La sentenza del TAR Lombardia, Milano, Sezione Quarta, n. 2214 del 23 ottobre 2019 è consultabile sul sito istituzionale della Giustizia Amministrativa, sezione decisioni e pareri.


Il TAR Milano precisa che principio generale regolatore delle gare pubbliche è quello che vieta la commistione fra i criteri soggettivi di qualificazione e quelli oggettivi afferenti alla valutazione dell’offerta ai fini dell’aggiudicazione; detto principio si correla all’esigenza di aprire il mercato, premiando le offerte più competitive ove presentate da imprese comunque affidabili, unitamente al canone di par condicio, che osta ad asimmetrie pregiudiziali di tipo meramente soggettivo; la composizione dei due principi trova supporto logico e giuridico proprio nella necessaria distinzione tra i requisiti richiesti per la partecipazione alla gara, che attengono all’operatore, e i criteri di valutazione, che invece attengono all’offerta e all’aggiudicazione; non solo, il principio si pone anche a tutela delle capacità competitive delle piccole e medie imprese che presentano un profilo esperienziale meno marcato ed è la stessa esigenza cui tende il legislatore laddove prevede – nell’art. 95, comma 6, del d.lgs. n. 50/2016 - tra i criteri di selezione utilizzabili, “l’organizzazione, le qualifiche e l’esperienza del personale effettivamente utilizzato nell’appalto, qualora la qualità del personale incaricato possa avere un’influenza significativa sul livello di esecuzione dell’appalto”.

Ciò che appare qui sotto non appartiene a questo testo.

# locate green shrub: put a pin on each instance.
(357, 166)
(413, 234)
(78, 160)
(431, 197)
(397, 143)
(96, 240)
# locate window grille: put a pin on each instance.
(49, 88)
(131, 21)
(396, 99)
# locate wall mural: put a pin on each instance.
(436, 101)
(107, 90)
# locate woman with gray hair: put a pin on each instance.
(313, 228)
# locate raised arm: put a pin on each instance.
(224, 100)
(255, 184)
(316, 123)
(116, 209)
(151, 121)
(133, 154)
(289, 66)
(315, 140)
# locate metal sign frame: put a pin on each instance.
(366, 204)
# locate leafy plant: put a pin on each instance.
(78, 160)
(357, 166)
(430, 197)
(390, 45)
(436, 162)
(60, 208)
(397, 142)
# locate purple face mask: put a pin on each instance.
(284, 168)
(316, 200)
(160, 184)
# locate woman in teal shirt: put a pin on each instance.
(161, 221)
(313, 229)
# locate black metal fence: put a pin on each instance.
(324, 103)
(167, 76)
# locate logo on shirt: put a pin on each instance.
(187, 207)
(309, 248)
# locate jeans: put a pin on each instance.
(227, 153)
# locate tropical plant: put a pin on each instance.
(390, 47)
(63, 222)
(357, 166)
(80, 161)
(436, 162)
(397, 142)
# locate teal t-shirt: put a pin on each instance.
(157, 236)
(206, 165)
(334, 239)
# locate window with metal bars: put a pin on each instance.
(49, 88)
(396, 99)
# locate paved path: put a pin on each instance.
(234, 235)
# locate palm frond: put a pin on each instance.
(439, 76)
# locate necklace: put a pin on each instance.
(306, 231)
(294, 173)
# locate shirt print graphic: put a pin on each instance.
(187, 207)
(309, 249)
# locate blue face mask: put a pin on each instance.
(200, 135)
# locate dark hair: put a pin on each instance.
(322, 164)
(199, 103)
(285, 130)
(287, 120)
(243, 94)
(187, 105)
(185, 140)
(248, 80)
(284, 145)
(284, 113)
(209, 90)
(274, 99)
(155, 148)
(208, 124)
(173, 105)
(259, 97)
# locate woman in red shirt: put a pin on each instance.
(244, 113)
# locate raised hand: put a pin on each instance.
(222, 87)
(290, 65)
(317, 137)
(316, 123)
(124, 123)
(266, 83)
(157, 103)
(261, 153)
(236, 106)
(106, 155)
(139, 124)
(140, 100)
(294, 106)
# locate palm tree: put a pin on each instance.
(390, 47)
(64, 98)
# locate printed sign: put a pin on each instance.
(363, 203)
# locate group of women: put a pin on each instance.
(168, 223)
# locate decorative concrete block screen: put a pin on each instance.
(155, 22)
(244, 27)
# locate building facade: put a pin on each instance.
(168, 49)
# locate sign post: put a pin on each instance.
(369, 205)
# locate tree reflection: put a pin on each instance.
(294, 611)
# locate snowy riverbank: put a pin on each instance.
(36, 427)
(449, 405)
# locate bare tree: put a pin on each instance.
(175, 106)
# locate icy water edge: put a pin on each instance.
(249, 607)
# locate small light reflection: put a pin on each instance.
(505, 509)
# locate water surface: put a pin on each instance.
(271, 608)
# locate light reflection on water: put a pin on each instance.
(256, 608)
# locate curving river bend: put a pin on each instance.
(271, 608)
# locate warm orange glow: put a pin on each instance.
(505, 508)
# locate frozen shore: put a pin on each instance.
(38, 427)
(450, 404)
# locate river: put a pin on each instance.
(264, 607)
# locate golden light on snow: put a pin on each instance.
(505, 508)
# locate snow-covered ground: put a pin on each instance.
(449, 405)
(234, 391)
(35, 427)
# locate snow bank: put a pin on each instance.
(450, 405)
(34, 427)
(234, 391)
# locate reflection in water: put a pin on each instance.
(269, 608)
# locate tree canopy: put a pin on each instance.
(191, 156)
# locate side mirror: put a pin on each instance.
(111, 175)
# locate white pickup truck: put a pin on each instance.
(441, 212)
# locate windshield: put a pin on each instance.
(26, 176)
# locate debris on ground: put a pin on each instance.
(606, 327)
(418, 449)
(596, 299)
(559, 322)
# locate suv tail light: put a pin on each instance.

Aggiunge il TAR Milano che il problema della commistione tra i due parametri sorge perché la distinzione tra canone oggettivo di valutazione dell’offerta e requisito soggettivo del competitore, seppure chiara sul piano teorico, può diventare ardua sul piano concreto, stante la potenziale idoneità dei profili di organizzazione soggettiva a riverberarsi sull’affidabilità e sull’efficienza dell’offerta, ossia sulle modalità di esecuzione della prestazione contrattualmente dovuta; al riguardo, la giurisprudenza precisa che il divieto di commistione fra criteri soggettivi e oggettivi, afferenti alla valutazione dell’offerta, non è eluso solo quando gli aspetti organizzativi o le professionalità risultanti dal curriculum dell’operatore sono destinati ad essere apprezzati quale garanzia della migliore esecuzione della specifica prestazione richiesta, sicché integrano dei parametri afferenti alle caratteristiche oggettive dell'offerta; il parametro cui ancorare la valutazione della sussistenza di tale diretto riflesso di un requisito soggettivo sul contenuto della prestazione è l’oggetto del contratto da aggiudicare, proprio perché la norma di riferimento individua quali validi criteri di valutazione dell’offerta solo quelli pertinenti alla natura, all’oggetto e alle caratteristiche del contratto.

La sentenza del TAR Lombardia, Milano, Sezione Prima, n. 1928 del 28 agosto 2019 è consultabile sul sito istituzionale della Giustizia Amministrativa, sezione decisioni e pareri.